# Key Mower



## phillipmc (Jan 27, 2008)

I borrowed my uncles Key mower to cut some high grass with . Well for some reason the blade is free spinning on the shaft. I tightend it back up but things just dont seem right. Their is no keyway in the shaft for the blade and the blade only rest against some thick spacers then the blade followed by the 1 1/2 nut holding the blade on. Is this correct or am i missing something ?


----------



## joethefixitman (Mar 16, 2008)

hi there try spacer,blade then spacer , then nut that should hold it together, thats how my lawwm boy goes it doesnt have a key it held together by friction of two spacers and a blade sandwicher together by a nut fastened real tight.


----------



## 30yearTech (Sep 14, 2006)

phillipmc said:


> I borrowed my uncles Key mower to cut some high grass with . Well for some reason the blade is free spinning on the shaft. I tightend it back up but things just dont seem right. Their is no keyway in the shaft for the blade and the blade only rest against some thick spacers then the blade followed by the 1 1/2 nut holding the blade on. Is this correct or am i missing something ?

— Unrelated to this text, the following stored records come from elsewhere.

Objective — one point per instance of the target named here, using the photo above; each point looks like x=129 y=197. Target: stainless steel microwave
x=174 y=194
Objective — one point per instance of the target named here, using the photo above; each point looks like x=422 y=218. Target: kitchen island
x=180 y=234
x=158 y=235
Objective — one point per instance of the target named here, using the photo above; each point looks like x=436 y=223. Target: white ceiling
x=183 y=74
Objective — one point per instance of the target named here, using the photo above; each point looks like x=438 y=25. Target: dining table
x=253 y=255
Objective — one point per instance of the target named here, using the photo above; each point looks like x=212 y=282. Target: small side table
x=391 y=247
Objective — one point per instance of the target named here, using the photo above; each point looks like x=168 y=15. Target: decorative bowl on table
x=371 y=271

Is this a commercial type wide area walk behind mower, made by Kees?

If it is this type then the way your blade is installed is correct.


----------



## phillipmc (Jan 27, 2008)

This is a 22" cut with a Horizontal shaft 5 HP briggs on a angle. Its got bicycle tires in the back and 1 5" wheel in the very front.


----------



## 30yearTech (Sep 14, 2006)

phillipmc said:


> This is a 22" cut with a Horizontal shaft 5 HP briggs on a angle. Its got bicycle tires in the back and 1 5" wheel in the very front.


I am not familiar with this brand of mower, so I can't say for sure how the blade should be attached to the spindle shaft.


----------